Des forêts mieux armées contre le changement climatique : un défi de taille pour les forestiers

Des forêts mieux armées contre le changement climatique : un défi de taille pour les forestiers
Incendies, attaques de nuisibles, maladies cryptogamiques… Le changement climatique menace les forêts françaises. Pour faire face à ces bouleversements, les forestiers adaptent leur méthode de gestion forestière, et optimisent la résilience des peuplements. 
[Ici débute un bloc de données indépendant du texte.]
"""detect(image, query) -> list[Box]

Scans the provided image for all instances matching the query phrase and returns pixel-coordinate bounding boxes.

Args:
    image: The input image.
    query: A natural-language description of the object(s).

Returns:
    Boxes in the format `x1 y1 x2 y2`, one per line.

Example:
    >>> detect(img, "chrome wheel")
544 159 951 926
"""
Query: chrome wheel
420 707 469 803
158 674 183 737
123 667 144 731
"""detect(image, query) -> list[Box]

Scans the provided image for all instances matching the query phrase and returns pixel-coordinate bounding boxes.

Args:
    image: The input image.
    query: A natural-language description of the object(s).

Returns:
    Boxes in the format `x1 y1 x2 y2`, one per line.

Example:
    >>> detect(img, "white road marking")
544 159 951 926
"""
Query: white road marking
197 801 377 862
17,8°C, c’est la température moyenne mensuelle enregistrée sur l’ensemble du territoire durant ce mois de mai. Un record qui hisse le printemps 2022 au troisième rang des printemps les plus chauds jamais enregistrés depuis le début du XXe siècle. De mars à fin mai, la température moyenne a dépassé les normales saisonnières d’1,6 °C, entraînant une forte sécheresse. Avec un déficit de précipitation de 45 %, ce printemps est également le troisième plus sec derrière ceux de 2011 et de 1976. Autant de données qui suscitent l’inquiétude autour des nappes phréatiques et de la santé des forêts pour l’été à venir. 

Un risque incendie accru

Ce sera un « été de tous les dangers », une « poudrière » qui ne se cantonnera pas uniquement au Sud de la France, de l’avis des pompiers interrogés par Le Journal du dimanche. « En France métropolitaine, en moyenne sur la période 2007-2019, 3 600 incendies emportent 11 400 ha de forêt par an. En 2019, il y a eu près de 3 000 feux et 15 000 ha de forêts brûlées », relevait en 2020 le ministère de la Transition écologique et solidaire dans un document intitulé Feux de forêt, les prévenir et s’en protéger. Et si les deux-tiers des surfaces incendiées sont en Méditerranée, 50 % des forêts métropolitaines seront soumises à un risque incendie élevé dès 2050, d’après la mission interministérielle « Changement climatique et extension des zones sensibles aux feux de forêts ».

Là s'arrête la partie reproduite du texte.